Il analyse forces et faiblesses, conseille et élabore au cas par cas. Pas question de copié-collé, pratique d’autant plus périlleuse quand l’époque s’apparente à un défilé turbulent de bouleversements souvent incontrôlables. D’où son insistance sur l’enjeu d’une réflexion puissante, en amont : « Aujourd’hui, nous devons faire face à une sorte de découragement collectif et au phénomène du zapping. Pourtant, le temps demeure la clé.

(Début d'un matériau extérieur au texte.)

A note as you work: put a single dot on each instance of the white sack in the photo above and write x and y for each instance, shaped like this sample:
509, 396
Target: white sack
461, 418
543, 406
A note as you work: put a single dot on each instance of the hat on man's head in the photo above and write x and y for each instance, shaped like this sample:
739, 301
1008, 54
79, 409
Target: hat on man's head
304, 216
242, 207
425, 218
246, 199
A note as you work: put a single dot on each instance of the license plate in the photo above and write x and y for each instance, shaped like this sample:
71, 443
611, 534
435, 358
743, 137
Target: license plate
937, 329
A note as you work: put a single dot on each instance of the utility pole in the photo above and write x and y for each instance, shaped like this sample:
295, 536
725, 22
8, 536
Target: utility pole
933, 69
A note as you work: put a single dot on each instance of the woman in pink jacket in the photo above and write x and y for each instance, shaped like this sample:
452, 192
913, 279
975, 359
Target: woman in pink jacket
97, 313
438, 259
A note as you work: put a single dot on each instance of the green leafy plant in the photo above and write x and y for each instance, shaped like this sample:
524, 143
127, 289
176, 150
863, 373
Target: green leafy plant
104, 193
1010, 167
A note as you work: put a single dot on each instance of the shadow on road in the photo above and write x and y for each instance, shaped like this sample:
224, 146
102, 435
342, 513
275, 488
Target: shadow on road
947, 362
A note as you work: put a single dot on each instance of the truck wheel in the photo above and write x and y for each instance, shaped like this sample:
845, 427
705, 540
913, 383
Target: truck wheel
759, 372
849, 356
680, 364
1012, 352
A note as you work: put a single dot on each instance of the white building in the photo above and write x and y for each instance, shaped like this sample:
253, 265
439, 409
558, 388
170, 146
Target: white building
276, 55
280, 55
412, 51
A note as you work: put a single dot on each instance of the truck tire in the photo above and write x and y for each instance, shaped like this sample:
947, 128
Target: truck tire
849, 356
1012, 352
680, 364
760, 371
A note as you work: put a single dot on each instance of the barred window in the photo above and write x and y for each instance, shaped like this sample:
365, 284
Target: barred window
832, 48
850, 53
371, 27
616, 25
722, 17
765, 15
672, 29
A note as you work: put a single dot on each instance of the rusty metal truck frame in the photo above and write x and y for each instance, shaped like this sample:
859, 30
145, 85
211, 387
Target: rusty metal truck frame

Aucune cathédrale n’a été construite en trois jours… ».
France, Allemagne, destin commun
Son entreprise rayonne à l’international (Canada, Afrique, Europe), ses activités se déclinent en plusieurs langues (français, allemand, anglais), « mais le cœur est en Grand-Est et le barycentre en Moselle ». Un « département puissant économiquement, où le mot industrie résonne, un département que je connais bien, que j’adore, où je me suis senti tout de suite chez moi ». Guy Keckhut a choisi de le servir à travers des activités citoyennes, par exemple au sein de l’Institut de la Grande Région (IGR), que préside un autre franco-allemand de cœur (et de raison), Roger Cayzelle. Pour Guy Keckhut, l’Europe représente un impératif, « avec un moteur franco-allemand indispensable. Mais il ne faut pas toujours comparer les deux, nous avons simplement un destin commun ». C’est peut-être le 9 novembre 1989 qu’il perçoit avec le plus d’acuité, et d’émotion, ce qui tisse la longue amitié : « Je regardais la 5, j’ai vu que le Mur de Berlin commençait à tomber, j’ai appelé un copain et je lui ai dit : moi je parle allemand, toi t’as une voiture, ce serait bien qu’on aille à Berlin… et nous sommes partis casser le mur. J’ai vu Rostropovitch près du mur bientôt disparu, j’ai participé à un événement dingue. Après la naissance de ma fille, c’est le plus grand jour de ma vie ».